Adilkah kita pada kaum LGBT di Aceh?

EPA

Kaum LGBT dicambuk jika terbukti melakukan hubungan sesama jenis. Penulis mengatakan, semoga penegakkan syariah Islam di Aceh tidak dengan mata tertutup sebelah

 

Sudah dua berita tentang kaum lesbian dan gay di Aceh yang saya tulis dalam sebulan ini.

Pertama, Wilayatul Hisbah (Polisi Syariah) Kota Banda Aceh menangkap dua wanita yang diduga pasangan lesbian. Keduanya ditangkap saat sedang duduk berangkulan dan berpelukan pada 28 September lalu sekitar pukul 23:00 WIB.

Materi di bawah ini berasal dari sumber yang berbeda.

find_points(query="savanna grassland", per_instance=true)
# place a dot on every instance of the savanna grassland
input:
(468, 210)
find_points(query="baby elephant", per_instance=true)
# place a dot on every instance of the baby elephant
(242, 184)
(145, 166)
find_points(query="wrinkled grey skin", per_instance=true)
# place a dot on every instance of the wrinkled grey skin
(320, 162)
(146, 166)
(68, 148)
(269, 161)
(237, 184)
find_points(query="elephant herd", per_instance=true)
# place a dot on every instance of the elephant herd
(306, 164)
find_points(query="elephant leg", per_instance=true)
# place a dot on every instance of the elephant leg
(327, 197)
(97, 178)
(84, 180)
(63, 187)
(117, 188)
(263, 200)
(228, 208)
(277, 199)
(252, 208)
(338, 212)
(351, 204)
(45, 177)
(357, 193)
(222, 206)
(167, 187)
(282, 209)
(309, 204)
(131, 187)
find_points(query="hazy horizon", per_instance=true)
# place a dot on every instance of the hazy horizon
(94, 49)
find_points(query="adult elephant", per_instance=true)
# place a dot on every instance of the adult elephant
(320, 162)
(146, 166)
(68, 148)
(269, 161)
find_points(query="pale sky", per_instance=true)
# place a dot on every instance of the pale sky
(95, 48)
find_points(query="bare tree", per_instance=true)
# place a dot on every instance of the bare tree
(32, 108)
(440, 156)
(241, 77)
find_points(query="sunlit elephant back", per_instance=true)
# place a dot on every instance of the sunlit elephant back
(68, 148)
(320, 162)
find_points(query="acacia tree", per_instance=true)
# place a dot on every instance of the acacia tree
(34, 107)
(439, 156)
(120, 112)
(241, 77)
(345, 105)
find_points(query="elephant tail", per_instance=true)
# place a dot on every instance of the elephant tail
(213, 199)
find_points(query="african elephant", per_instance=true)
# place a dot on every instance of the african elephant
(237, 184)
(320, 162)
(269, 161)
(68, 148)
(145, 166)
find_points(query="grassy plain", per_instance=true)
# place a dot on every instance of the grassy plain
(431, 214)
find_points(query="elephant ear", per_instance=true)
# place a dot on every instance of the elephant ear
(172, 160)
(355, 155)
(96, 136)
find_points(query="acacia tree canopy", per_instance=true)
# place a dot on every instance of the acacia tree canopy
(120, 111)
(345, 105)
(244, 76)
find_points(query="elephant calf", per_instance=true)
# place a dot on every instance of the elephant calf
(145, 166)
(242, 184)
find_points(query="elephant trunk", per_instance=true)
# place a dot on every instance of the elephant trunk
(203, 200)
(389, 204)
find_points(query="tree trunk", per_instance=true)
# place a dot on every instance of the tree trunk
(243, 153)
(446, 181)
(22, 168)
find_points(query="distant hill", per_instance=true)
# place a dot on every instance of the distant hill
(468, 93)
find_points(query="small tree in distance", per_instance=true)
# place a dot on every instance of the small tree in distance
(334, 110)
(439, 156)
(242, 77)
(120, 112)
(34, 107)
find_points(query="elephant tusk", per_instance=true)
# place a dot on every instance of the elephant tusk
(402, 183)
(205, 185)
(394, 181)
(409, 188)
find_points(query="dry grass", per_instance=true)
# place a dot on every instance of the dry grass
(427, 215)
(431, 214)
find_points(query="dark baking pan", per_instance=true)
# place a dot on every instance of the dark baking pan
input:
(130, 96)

“Karena duduk berangkulan dan berpelukan, petugas langsung memeriksa dan kita menduga mereka ini pasangan lesbi,” kata Kepala Seksi Penegakan Peraturan Undang-undang dan Syariat Islam, Polisi Syariat Kota Banda Aceh, Evendi A Latif

Yang kedua, terduga pasangan gay yang tertangkap basah saat berhubungan seksual diberitakan menjalani hukuman cambuk sebanyak 100 kali pada Jumat, 23 Oktober.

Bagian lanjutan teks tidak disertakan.